Assuming Governor Scott doesn’t exercise his veto authority (and he probably won’t on these), you may start seeing an impact on your school as soon as this fall.
First, the Bad News
The money that pays for professional development and salaries for teachers and staff is going down by $27.07 per student.
In Leon County, where I live, that means about a million dollars less for attracting good teachers, helping them grow and keeping them here. In districts like Broward County, which has more than 270,000 students, it’s about a $7.3 million cut.
It’s worth noting, the overall spending per student is going up (that’s the main message some lawmakers want you to hear), but the part available for salaries and certain types of teacher training is going down.
The other bad bit of bad news is that teacher evaluations are poised to become even less meaningful than they are now, and at the moment, they are not very meaningful. Under the current system, nearly 98 percent of all teachers in Florida are considered “effective” or “highly effective.” This would be very reassuring if we had 98 percent of schools receiving As and Bs. But with 54 percent of schools getting a C, D or F, rating in 2016, I have a hard time grasping what the state means by “effective.”
The new law essentially says that instead of tying teacher evaluations to student performance in the same way across the whole state, districts can figure out their own ways of doing it. That spells inconsistency.
Also, figuring out how much credit a teacher deserves for her students’ progress is hard. Researchers across the country have basically found only two reliable (though imperfect) ways to do it. Florida had chosen one of those ways back in 2011, but this new law gets rid of it.
If teachers aren’t given meaningful feedback about their performance—if “everyone gets a trophy”—how can we expect to see meaningful progress?
Speaking of trophies, the soon-to-be law also sets up bonuses for teachers: $1,200 for those rated highly effective, and $800 for those rated effective. Considering the fact that many teachers are already underpaid, and that district superintendents have less in the pot to draw from for salaries, the bonuses feel more like a meager attempt at reconciliation.
The Good News
Fortunately, lawmakers got a few things right.
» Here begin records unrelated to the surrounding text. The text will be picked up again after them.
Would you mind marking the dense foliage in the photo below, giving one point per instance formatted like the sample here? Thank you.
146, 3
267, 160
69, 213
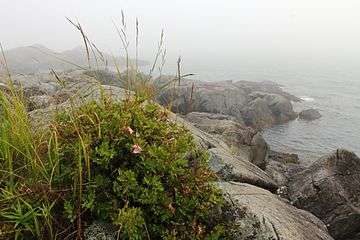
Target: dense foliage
123, 163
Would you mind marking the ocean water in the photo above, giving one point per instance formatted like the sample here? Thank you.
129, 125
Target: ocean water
333, 90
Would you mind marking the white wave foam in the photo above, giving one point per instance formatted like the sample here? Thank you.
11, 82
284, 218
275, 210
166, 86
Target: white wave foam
307, 99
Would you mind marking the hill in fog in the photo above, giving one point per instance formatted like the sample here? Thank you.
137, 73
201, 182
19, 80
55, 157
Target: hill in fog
38, 58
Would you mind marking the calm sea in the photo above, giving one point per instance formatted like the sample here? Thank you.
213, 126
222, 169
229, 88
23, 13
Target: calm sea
333, 90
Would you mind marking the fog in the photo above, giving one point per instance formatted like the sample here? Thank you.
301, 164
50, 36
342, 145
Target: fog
201, 30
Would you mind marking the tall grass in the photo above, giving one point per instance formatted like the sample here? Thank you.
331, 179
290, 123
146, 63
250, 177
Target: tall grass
22, 147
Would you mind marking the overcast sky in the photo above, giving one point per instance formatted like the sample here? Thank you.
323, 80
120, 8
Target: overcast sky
195, 29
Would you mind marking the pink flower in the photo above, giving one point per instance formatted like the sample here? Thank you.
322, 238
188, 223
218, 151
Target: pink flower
129, 130
136, 149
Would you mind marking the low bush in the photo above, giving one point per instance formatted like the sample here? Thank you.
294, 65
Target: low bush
123, 163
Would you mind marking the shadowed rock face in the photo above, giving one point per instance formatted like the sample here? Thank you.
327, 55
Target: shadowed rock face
281, 220
244, 141
330, 189
309, 114
238, 154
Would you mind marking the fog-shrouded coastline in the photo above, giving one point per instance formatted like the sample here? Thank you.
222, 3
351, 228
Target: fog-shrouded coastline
333, 89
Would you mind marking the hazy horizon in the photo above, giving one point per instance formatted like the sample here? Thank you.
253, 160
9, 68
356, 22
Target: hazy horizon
256, 31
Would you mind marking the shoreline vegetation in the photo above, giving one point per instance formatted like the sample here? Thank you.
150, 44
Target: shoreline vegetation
122, 163
95, 154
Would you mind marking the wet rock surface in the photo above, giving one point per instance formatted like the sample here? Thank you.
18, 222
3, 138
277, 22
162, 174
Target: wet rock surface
330, 189
309, 114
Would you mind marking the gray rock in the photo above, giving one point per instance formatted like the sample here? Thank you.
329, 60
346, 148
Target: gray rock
265, 110
242, 100
330, 189
243, 141
231, 168
309, 114
275, 218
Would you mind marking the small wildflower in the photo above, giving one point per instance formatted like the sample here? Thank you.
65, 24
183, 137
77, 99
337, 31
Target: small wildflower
171, 208
136, 149
128, 130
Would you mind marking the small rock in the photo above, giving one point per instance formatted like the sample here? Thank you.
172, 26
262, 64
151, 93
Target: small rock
309, 114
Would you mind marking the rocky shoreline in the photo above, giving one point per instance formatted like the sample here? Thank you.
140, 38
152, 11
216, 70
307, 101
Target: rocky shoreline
269, 193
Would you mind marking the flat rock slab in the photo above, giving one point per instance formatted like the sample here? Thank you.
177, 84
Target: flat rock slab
285, 221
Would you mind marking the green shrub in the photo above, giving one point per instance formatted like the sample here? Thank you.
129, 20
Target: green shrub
128, 164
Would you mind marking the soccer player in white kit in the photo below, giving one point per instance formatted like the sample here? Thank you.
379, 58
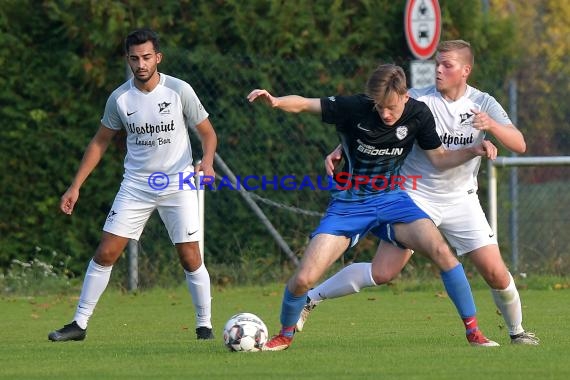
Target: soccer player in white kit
156, 111
463, 116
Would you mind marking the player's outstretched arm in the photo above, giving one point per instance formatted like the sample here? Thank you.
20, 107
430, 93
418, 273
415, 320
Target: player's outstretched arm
333, 159
507, 135
288, 103
91, 158
446, 159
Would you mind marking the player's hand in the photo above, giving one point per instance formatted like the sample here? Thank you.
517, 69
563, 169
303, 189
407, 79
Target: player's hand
68, 200
485, 149
332, 160
206, 173
264, 96
482, 121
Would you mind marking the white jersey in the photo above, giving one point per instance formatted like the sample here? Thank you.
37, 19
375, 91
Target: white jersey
157, 127
454, 125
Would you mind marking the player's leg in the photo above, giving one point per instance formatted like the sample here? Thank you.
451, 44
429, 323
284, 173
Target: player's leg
491, 266
422, 235
125, 221
179, 212
387, 263
323, 250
The law will make recess for elementary school students a state requirement. I still can’t believe we needed a law to make sure kids have a chance (other than lunch) to break up a six-hour day of sitting in classes, but that’s where we are.
Also, by this time next year, students will likely have fewer tests to take. Specifically, high schoolers will no longer be required to prove their second-year algebra skills at the end of the year, and local school districts may be able to use ACT or SAT tests in place of some state-required tests. Two birds, one stone.
I should emphasize the word, ‘may’ here. The law says the education department has to investigate the possibility of using a national college entrance exam before just doing it, but most education experts are already pretty comfortable with that idea—and the federal government has encouraged it—so there’s a good shot that’s how it’ll play out once the study is complete.
Tests are important, of course, because they give us a way to see which students aren’t getting what they need out of their schools. They also tell us if we’re making any progress toward helping them catch up to where they should be. A nationally respected test like the ACT or SAT can probably do that just as well as our current state tests for high schoolers.
Finally, this new law would bring real hope to a lot of families.
Lawmakers put money into the budget and passed a law to bring proven charter school organizations—those that manage at least three successful charter schools and serve mainly low-income students—to communities where the traditional school has been scoring an F for three years in a row.
Just imagine for a second that you’re one of these families (maybe you don’t have to imagine). This persistently crappy school is your only option. Your kids deserve something better. Having these “Schools of Hope,” as they’re called in the law, will give families a chance to turn around the prospects for their kids and forge a brighter future.